Aksi yang di dominasi oleh kaum ibu-ibu sempat bersitegang dengan aparat kepolisian yang mengawal aksi tersebut, pasalnya massa aksi geram (Marah) sebab ketua KPU Malut, Syahrani Sumadayo tak menemui masa aksi dan memberikan klarifikasi terkait tuntutan mereka.

Ketua Aliansi anak negeri, Akmal Iskandar Alam dalam orasi mengatakan KPU dan Bawaslu sengaja membiarkan pelangaran yang telah dilaporkan.

"Ada beberapa pelangaran yang terjadi yang telah dilaporkan yakni pelangaran yang terjadi di Kabupaten Pulau Morotai,Kepulauan Taliabu dan Kepulauan Sula".Ungkap Akmal

Lebih lanjut dirinya menjelaskan, ada beberapa desa di Kabupaten kepulauan Sula dan Kabupaten Pulau Taliabu yang melakukan pengelembungan suara yang dilakukan salah satu tim Paslon tetapi Bawaslu tidak menindak lanjuti laporan yang telah di sampaikan.

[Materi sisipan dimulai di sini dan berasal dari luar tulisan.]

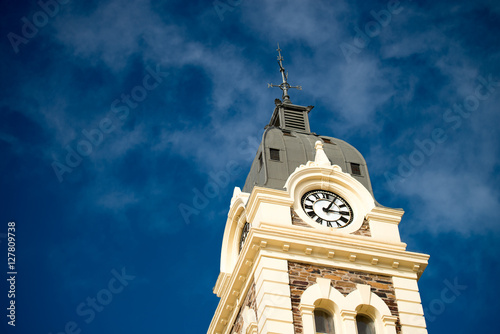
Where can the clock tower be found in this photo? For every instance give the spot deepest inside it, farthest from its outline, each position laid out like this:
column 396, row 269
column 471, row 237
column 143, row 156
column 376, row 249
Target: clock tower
column 307, row 248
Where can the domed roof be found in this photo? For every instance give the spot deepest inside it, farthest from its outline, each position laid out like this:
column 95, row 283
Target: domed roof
column 286, row 146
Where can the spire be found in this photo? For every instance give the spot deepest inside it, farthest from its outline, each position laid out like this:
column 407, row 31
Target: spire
column 284, row 86
column 321, row 159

"Kami mempunyai data terkait pelanggaran yang terjadi di dua Kabupaten tersebut tetapi setelah di laporkan ke Bawaslu Malut sampai saat ini tidak ada tindakan yang dilakukan oleh Bawaslu Malut"ucap Akmal

Selain itu, Menurut Akmal, Aliansi anak negeri meminta KPU dan Bawaslu untuk mengusut tuntas terkait SKCK dan KTP ganda yang di gunakan calon nomor 1 Ahmad Hidayat mus, dimana SKCK di urus berdasarkan domisili DKI. Jakarta otomatis DPT tidak masuk di Taliabu.

"Sehingga yang menjadi pertanyaannya by name by address, terus KPU yang menetapkan DPT tidak mengetahui dan membiarkan padahal KPU yang menetapkan seharusnya mereka telah mengetahui bahwa peserta tersebut tidak lagi masuk DPT karena domisili bukan lagi di Pulau Taliabu".jelasnya

Sambung Akmal, selain itu ada pelangaran pemilu yang terstruktur yang terjadi di Pulau Morotai yakni ada penekanan dari atas hingga ke pemerintah desa untuk memenangkan salah satu paslon.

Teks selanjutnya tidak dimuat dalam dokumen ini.